The updated bill includes $600 in weekly unemployment benefits through January and a second round of $1,200 payments mailed to taxpayers as well as a $500 check for dependents. It also sets aside $182 billion for grade schools, $39 billion for post-secondary institutions and $57 billion for childcare support. It will also infuse the Paycheck Protection Program with more funds to keep struggling small businesses, including restaurants, afloat, among several other programs.
The substantially reduced Democratic proposal is still far above the $1 trillion Heal Act the Republicans pursued over the summer.
In the letter, Pelosi said Democrats in negotiations offered the White House to come down a trillion dollars in their ask if the Republicans would go up by the same amount.

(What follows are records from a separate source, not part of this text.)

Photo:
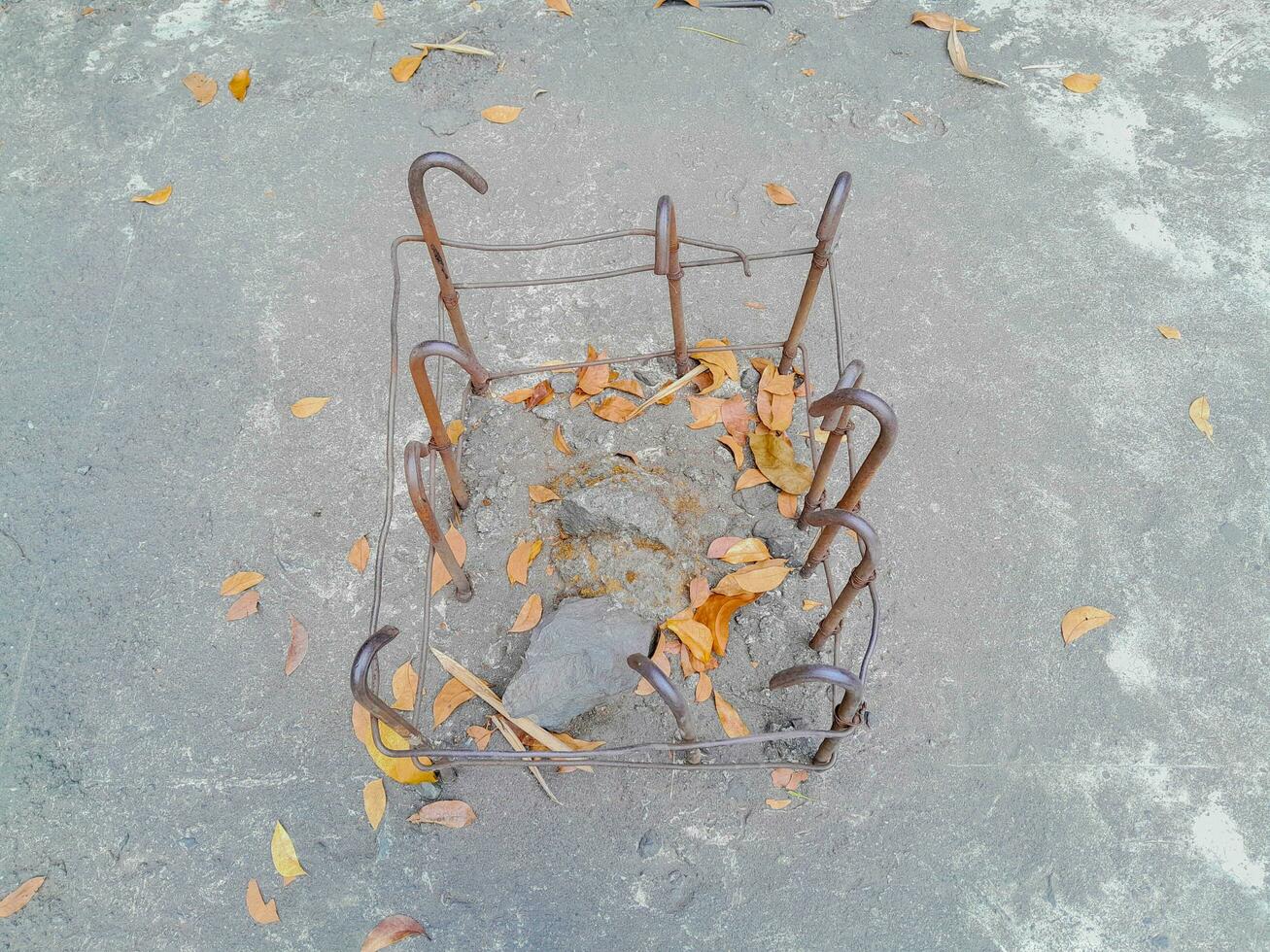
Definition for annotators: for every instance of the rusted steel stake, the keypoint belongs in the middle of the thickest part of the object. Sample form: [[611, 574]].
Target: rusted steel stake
[[414, 182], [414, 456], [843, 712], [837, 426], [889, 428], [654, 675], [667, 261], [860, 576], [824, 235]]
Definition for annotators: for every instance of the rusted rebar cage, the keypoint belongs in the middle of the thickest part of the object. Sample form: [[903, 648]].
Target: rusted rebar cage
[[683, 750]]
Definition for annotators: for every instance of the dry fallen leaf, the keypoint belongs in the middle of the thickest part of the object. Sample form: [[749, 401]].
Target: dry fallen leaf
[[390, 931], [500, 115], [1083, 620], [375, 799], [263, 913], [307, 406], [732, 724], [297, 649], [20, 897], [284, 851], [1082, 82], [454, 814], [240, 582], [942, 21], [521, 559], [406, 66], [247, 603], [1199, 413], [439, 572], [156, 197], [202, 87], [360, 554], [542, 493], [454, 694], [956, 54], [778, 194]]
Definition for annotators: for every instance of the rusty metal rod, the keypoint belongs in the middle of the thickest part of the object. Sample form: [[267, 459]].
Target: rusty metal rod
[[886, 433], [824, 235], [860, 576]]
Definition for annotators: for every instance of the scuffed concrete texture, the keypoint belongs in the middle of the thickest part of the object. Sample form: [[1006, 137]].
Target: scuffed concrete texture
[[1002, 268]]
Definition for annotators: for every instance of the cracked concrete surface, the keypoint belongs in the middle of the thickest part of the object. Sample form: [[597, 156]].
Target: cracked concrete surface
[[1002, 267]]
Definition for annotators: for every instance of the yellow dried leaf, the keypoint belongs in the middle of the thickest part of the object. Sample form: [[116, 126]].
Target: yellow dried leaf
[[263, 913], [500, 115], [1199, 413], [156, 197], [747, 550], [247, 603], [406, 66], [307, 406], [521, 559], [284, 851], [240, 582], [454, 694], [1083, 620], [529, 616], [942, 21], [375, 799], [202, 87], [542, 493], [360, 554], [778, 194], [773, 458], [1082, 82], [558, 441], [20, 897], [732, 724], [439, 572]]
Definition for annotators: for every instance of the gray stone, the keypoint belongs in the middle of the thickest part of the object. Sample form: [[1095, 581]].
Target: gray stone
[[575, 661]]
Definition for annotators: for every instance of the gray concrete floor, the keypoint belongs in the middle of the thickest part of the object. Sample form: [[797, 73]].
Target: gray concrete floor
[[1004, 265]]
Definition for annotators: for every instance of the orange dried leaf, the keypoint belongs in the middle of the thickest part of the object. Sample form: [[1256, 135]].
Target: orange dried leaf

“Democrats are making good on our promise to compromise with this updated bill, which is necessary to address the immediate health and economic crisis facing America’s working families right now,” she said. “We have been able to make critical additions and reduce the cost of the bill by shortening the time covered for now.”
One of the substantial changes in the new bill is a drop from $1 trillion to $436 billion for local governments to pay vital workers such as first responders and healthcare professionals.
In an interview Monday with MSNBC’s Andrea Mitchell, Pelosi said it’s now the Republicans’ turn to meet them.
“It takes money to crush the virus. It takes money to make the schools safe. It takes money to put money in people’s pockets,” she said, adding that she thinks a deal can be reached.
“I’m hopeful,” she said. “I’m optimistic.”